From a 1994 Dagstuhl Workshop. Selman is the one wearing a cap. |

Selman was a good colleague and a friend. I hosted his sabbatical at the University of Chicago in 1998 which produced a paper with Selman's student and my later postdoc Pavan Aduri. In Spring of 1999 Selman ran a NSF workshop in Chicago on Challenges for Theory of Computing.

In a desire to create a community of complexity theorists and foster publications of their results, Selman led the efforts to establish the Structure in Complexity Theory conference, first held in 1986 in Berkeley, California. As a student in Berkeley I attended that meeting and the next twenty-five.

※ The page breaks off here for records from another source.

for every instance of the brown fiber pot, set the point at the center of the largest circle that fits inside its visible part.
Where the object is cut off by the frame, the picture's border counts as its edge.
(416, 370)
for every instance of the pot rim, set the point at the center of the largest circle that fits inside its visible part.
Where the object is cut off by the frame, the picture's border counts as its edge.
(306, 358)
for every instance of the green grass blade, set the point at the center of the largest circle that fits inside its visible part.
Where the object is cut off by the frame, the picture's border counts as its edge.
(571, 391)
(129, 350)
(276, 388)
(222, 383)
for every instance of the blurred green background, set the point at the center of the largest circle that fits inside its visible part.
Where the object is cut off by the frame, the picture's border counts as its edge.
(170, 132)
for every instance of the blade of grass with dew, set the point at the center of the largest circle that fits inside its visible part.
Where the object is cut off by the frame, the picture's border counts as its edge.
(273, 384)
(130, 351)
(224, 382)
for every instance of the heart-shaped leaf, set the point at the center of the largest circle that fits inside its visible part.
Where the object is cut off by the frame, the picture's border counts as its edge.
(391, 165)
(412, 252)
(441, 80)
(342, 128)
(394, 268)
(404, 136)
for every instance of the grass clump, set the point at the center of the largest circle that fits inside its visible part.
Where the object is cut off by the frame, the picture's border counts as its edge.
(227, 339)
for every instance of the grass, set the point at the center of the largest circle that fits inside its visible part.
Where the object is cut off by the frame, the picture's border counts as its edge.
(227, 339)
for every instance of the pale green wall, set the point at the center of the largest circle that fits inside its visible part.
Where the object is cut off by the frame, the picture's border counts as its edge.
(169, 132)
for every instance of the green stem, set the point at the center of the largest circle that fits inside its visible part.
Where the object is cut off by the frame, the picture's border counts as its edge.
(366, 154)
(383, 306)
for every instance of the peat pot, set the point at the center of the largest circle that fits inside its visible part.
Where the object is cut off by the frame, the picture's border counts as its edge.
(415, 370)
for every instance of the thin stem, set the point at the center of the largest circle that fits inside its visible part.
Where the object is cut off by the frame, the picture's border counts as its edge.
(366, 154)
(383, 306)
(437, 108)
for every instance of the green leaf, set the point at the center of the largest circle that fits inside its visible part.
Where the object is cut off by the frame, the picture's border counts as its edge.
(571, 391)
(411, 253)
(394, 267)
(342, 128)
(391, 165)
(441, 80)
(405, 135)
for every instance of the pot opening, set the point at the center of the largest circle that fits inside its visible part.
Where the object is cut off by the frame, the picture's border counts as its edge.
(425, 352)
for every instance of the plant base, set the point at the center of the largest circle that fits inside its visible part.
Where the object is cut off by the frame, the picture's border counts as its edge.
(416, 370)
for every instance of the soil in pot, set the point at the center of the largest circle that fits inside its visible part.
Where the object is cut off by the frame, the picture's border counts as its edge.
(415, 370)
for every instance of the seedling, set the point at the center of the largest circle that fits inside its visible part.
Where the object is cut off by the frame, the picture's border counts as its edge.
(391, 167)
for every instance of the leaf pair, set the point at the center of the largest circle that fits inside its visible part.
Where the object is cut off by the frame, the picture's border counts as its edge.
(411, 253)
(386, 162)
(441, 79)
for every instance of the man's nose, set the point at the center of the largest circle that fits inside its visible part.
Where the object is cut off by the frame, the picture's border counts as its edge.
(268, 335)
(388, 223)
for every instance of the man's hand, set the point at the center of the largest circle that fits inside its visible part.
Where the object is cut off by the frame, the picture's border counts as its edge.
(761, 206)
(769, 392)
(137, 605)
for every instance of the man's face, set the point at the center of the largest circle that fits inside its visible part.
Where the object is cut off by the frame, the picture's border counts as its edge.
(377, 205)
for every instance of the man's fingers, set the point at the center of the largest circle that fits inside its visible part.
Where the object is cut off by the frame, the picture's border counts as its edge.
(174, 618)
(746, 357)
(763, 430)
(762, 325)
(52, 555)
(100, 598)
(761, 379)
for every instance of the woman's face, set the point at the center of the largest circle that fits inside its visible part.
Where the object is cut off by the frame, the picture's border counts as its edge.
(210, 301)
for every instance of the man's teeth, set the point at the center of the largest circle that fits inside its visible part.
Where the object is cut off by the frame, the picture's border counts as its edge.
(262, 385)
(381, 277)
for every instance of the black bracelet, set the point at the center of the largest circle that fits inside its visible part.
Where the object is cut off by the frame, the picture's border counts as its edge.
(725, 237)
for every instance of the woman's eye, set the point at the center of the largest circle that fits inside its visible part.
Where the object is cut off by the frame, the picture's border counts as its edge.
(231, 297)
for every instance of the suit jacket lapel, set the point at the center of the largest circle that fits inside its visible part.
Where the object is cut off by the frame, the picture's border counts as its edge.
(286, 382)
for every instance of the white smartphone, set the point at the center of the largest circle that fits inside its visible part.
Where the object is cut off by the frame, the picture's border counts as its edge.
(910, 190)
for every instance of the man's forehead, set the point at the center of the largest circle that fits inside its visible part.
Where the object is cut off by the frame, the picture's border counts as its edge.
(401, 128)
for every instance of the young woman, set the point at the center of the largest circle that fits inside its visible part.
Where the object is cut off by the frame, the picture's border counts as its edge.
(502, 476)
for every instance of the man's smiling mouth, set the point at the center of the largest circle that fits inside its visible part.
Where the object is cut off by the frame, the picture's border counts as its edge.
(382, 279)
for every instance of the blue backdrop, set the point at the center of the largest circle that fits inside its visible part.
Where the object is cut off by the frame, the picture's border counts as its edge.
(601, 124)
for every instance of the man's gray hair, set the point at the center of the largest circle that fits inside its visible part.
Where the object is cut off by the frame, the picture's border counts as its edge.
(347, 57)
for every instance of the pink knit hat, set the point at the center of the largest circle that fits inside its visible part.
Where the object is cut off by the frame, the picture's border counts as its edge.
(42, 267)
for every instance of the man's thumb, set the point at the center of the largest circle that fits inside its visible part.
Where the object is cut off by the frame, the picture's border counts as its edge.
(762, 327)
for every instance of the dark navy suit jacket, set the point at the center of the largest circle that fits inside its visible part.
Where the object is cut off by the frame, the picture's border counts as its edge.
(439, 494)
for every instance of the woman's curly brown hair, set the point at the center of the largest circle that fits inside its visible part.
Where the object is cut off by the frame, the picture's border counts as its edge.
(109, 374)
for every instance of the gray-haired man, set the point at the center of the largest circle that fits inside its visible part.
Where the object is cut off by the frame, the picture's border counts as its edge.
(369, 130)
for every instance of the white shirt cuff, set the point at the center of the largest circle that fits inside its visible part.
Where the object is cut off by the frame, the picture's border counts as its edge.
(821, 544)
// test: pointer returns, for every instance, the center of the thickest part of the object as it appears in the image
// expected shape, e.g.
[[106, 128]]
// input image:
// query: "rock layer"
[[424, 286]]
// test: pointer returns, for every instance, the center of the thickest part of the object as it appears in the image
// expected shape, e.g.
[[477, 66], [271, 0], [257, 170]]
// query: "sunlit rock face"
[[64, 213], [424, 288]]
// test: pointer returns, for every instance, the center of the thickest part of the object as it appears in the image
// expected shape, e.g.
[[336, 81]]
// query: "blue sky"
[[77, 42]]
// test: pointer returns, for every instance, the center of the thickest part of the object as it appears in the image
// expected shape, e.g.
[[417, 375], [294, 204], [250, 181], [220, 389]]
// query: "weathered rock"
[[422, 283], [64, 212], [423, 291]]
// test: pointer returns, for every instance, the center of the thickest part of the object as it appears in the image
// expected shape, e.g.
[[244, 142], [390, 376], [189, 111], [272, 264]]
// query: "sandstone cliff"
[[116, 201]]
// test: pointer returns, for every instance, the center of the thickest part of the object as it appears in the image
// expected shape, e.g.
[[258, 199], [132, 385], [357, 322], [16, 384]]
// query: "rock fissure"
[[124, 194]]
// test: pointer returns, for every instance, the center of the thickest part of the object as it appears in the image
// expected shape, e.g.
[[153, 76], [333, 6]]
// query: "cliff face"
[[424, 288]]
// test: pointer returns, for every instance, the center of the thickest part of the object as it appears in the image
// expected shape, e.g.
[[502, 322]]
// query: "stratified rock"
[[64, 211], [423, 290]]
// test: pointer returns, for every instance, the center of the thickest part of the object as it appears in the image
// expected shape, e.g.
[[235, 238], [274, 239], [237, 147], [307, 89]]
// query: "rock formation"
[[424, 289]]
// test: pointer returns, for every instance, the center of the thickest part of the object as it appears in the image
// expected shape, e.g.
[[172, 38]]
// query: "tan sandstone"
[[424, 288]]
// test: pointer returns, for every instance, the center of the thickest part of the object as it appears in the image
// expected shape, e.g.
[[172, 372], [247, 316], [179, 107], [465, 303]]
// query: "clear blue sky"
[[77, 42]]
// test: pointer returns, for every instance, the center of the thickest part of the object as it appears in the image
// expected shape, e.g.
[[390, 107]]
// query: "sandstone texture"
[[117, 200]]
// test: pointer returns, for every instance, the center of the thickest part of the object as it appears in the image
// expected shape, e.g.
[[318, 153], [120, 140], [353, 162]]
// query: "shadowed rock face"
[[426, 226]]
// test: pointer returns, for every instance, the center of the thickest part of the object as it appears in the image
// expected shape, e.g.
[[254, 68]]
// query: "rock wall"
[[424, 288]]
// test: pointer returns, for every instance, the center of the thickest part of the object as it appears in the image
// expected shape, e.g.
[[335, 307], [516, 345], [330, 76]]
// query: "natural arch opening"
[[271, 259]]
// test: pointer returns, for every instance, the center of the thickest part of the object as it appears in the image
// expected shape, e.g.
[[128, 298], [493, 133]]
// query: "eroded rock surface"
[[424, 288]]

The conference would join the IEEE in 1987, in 1996 renamed the IEEE Conference and Computational Complexity and in 2015 drop from the IEEE to become the Computational Complexity Conference, still going strong. Alan served as the first conference chair and as PC co-chair of the first meeting.

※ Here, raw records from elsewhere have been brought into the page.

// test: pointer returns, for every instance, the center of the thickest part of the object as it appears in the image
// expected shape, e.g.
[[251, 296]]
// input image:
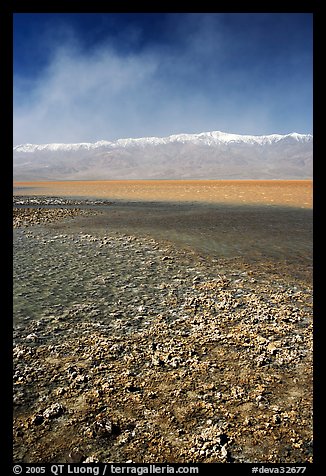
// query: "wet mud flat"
[[135, 340]]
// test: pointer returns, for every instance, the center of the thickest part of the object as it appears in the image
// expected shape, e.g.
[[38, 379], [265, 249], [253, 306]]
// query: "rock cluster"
[[132, 349], [36, 216]]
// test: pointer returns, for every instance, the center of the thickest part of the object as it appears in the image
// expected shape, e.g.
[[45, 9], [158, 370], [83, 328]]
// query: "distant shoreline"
[[297, 193]]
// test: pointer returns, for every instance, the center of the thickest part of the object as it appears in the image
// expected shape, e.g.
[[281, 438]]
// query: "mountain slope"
[[208, 155]]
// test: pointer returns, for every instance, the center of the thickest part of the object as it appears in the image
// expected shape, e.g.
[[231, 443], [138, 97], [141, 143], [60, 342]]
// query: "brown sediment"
[[297, 193]]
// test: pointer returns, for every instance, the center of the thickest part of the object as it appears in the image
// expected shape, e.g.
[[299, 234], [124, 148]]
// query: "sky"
[[88, 77]]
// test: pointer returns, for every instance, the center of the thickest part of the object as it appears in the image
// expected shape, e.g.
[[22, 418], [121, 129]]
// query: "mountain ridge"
[[207, 138]]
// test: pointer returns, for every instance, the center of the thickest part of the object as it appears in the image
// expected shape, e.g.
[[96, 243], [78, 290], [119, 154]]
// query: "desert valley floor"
[[163, 321]]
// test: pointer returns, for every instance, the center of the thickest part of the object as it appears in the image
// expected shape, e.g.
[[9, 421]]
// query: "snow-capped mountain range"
[[208, 155]]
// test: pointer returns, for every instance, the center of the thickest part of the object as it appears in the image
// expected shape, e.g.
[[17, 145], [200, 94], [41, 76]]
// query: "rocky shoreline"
[[157, 354]]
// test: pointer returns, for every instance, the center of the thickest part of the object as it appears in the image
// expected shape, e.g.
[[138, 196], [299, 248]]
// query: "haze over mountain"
[[208, 155]]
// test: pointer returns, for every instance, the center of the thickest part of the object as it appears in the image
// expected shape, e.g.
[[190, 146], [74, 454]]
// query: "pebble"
[[177, 366]]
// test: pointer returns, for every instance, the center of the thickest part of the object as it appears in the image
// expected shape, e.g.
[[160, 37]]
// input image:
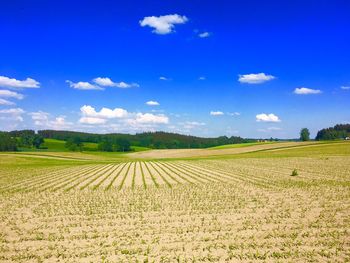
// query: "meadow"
[[214, 205]]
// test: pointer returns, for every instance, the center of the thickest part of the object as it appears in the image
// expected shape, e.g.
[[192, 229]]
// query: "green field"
[[237, 207]]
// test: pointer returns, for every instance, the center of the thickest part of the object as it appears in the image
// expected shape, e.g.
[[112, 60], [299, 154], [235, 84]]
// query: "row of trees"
[[7, 143], [157, 140], [11, 141], [339, 131]]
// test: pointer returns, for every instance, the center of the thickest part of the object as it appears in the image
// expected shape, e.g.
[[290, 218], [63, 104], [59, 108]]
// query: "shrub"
[[294, 173]]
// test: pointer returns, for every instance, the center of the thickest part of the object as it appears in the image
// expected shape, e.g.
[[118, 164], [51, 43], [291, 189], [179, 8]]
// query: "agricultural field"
[[246, 206]]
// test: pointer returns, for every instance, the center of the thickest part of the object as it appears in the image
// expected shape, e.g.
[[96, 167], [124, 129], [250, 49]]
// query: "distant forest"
[[339, 131], [11, 141], [156, 140]]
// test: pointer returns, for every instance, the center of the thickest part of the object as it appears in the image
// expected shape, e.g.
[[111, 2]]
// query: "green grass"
[[53, 145], [321, 149], [239, 145]]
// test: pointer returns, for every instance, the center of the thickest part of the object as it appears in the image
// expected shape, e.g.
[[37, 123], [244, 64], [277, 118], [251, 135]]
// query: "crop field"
[[246, 209]]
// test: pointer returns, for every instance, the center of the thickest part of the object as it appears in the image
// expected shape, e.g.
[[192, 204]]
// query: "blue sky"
[[243, 68]]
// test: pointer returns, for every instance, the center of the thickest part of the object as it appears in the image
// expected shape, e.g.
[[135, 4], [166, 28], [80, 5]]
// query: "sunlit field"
[[245, 207]]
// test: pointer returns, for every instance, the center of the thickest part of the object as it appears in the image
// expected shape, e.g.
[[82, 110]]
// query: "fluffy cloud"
[[6, 102], [13, 114], [274, 128], [18, 84], [163, 24], [125, 85], [255, 78], [192, 124], [204, 34], [306, 91], [150, 118], [10, 94], [152, 103], [100, 83], [92, 120], [104, 113], [44, 120], [83, 85], [106, 82], [267, 117], [234, 113], [216, 113]]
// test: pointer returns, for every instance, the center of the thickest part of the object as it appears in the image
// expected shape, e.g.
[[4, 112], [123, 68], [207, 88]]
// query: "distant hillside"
[[156, 140], [339, 131]]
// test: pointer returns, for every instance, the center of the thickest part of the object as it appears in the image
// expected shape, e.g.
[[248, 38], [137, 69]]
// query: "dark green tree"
[[105, 145], [7, 143], [74, 144], [123, 145], [38, 140], [304, 134]]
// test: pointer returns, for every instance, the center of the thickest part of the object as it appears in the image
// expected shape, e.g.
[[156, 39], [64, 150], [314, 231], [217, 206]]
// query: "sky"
[[256, 69]]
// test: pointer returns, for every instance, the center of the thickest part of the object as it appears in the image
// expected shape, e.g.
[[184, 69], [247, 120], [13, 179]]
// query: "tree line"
[[11, 141], [339, 131], [155, 140]]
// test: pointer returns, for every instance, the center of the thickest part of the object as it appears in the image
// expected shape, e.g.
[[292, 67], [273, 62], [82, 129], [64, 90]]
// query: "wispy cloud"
[[83, 85], [14, 114], [255, 78], [233, 113], [306, 91], [216, 113], [204, 34], [152, 103], [12, 83], [6, 102], [11, 94], [263, 117], [163, 25]]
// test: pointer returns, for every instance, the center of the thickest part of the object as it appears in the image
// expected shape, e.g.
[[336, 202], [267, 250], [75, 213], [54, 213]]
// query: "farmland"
[[242, 205]]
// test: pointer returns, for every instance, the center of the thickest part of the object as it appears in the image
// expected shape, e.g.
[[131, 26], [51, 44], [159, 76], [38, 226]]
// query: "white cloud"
[[234, 113], [125, 85], [152, 103], [6, 102], [192, 124], [18, 84], [274, 128], [104, 113], [10, 94], [151, 118], [306, 91], [83, 85], [267, 117], [13, 114], [255, 78], [106, 82], [216, 113], [204, 34], [40, 118], [163, 24], [92, 120]]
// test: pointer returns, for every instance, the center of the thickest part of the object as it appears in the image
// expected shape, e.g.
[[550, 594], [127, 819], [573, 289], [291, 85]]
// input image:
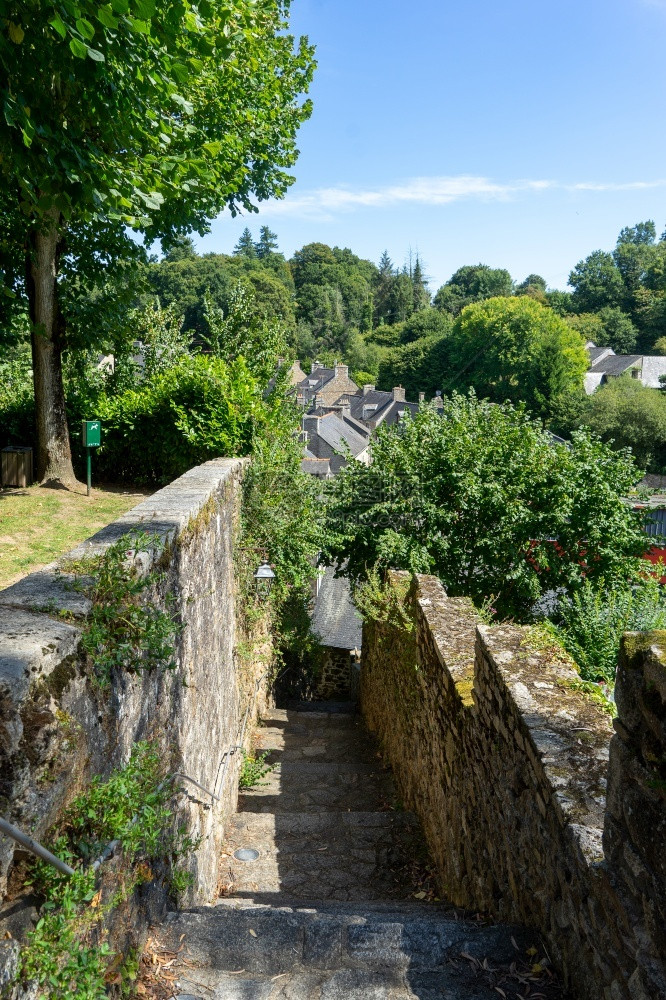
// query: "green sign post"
[[92, 438]]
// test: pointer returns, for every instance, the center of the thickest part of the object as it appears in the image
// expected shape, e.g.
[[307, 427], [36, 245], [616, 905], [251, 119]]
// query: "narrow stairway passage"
[[327, 911], [325, 821]]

For all his service for the field, Selman received the ACM SIGACT Distinguished Service Award in 2002.

Selman joined University at Buffalo in 1990 to serve six years as department chair and then as a professor until he retired in 2014. Lane Hemaspaandra wrote a highly recommended appreciation for Selman and his research in honor of his retirement where he mentions some of Selman's research programs, including his seminal work on P-Selective sets, non-deterministic functions and his work with Joachim Grollman on one-way functions. Selman came down hard on anyone who got the wrong number of l's in Grollman, so we would often joking cite it as Grollman and Sellman or just Grollman et Al.

In my favorite Selman paper, in work with Hemaspaandra, Ashish Naik and Mitsu Ogihara, looks at witness reduction. If there is a set A in P such that for all satisfiable formula φ there is a unique satisfying assignment a of φ such that (φ,a) is in A then the polynomial-time hierarchy collapses. The more general question of whether NP=UP implies the polynomial-time hierarchy collapses remains open.

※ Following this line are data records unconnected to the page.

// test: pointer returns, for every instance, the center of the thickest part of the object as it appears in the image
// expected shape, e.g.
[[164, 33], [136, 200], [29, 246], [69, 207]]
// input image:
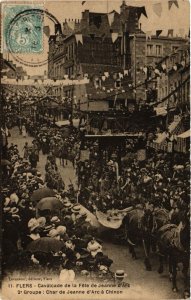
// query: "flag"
[[148, 35], [79, 38], [71, 24], [46, 30], [157, 8], [115, 99], [114, 36], [182, 32], [141, 10], [170, 32], [171, 2], [111, 18], [158, 32]]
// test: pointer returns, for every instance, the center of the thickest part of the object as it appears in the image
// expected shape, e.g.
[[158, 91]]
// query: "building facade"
[[113, 52]]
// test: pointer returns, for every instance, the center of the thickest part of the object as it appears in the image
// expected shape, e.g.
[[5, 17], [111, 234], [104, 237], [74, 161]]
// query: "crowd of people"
[[102, 183], [57, 237]]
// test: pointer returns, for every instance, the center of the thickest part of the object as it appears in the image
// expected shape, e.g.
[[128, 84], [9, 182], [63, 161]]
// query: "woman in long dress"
[[24, 133]]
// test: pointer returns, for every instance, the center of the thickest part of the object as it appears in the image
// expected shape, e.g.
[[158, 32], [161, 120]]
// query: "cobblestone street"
[[140, 280]]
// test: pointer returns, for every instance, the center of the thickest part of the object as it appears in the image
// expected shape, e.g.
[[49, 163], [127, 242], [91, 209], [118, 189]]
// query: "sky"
[[175, 18]]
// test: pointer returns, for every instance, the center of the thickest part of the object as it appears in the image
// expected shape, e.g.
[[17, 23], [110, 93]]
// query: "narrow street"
[[140, 280]]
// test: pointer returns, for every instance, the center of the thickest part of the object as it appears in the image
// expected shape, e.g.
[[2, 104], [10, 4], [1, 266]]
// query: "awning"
[[67, 123], [184, 135]]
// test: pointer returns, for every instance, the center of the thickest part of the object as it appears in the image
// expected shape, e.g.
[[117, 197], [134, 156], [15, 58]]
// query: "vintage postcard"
[[95, 149]]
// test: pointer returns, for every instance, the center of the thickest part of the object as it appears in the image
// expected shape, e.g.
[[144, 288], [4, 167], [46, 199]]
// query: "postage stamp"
[[23, 29]]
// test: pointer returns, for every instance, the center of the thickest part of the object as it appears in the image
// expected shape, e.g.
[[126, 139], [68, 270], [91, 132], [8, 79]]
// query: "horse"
[[173, 242], [140, 226]]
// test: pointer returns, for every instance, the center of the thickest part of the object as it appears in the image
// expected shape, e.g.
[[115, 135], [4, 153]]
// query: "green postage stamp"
[[23, 28]]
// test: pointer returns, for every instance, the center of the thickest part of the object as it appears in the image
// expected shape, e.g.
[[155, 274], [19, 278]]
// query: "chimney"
[[57, 28], [123, 6]]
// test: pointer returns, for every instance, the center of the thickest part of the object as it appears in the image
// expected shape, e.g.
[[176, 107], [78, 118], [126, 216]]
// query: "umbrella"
[[50, 203], [42, 193], [45, 244], [5, 162]]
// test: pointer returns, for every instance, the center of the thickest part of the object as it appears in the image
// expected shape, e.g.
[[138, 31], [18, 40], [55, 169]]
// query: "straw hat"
[[41, 221], [61, 230], [55, 219], [32, 224], [53, 233], [14, 210]]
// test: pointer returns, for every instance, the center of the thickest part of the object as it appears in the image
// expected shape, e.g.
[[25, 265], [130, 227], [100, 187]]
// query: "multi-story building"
[[113, 52]]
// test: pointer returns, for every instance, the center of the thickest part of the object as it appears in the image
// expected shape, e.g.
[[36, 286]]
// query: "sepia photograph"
[[95, 149]]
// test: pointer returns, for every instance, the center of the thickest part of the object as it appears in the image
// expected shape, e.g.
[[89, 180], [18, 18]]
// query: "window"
[[118, 83], [158, 50], [174, 48], [149, 49]]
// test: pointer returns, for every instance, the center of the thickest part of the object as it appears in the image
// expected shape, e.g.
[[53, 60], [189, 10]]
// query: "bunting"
[[171, 2], [148, 35], [157, 8], [170, 32], [46, 30], [182, 32], [79, 38], [158, 32], [114, 36], [111, 18], [71, 24]]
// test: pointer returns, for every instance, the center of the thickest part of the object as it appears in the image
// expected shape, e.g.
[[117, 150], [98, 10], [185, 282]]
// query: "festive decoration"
[[148, 35], [171, 2], [114, 36], [111, 18], [157, 8], [158, 32], [170, 32], [79, 38], [46, 30]]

Also Selman's paper with Steve Homer giving an oracle where Σ_{2}^{P}-complete sets were isomorphic was instrumental to my own work on the isomorphism conjecture.

Bill wanted me to mention the Selman paper that most influenced him. Selman and Theodore Baker and gave the first oracle separating the second level of the polynomial-time hierarchy in 1979. It would take Yao and Håstad over five more years to get the whole hierarchy infinite relative to an oracle. The Baker-Selman proof could easily extend to show that AM games did not sit in Σ_{2}^{P}, a bit surprising as MA is in Σ_{2}^{P}.

In addition to his research, Selman wrote an introductory theory textbook with Homer as well as editor and co-editor of two editions of Complexity Theory Retrospective.

It would be no exaggeration to say the field of computational complexity and my own research within it would have been much different without Alan.

Alan drove a car with a "P NE NP" license plate. One day someone came up to him in a parking lot and said "Yes, but can you prove it?" Possibly the one thing in complexity he couldn't do.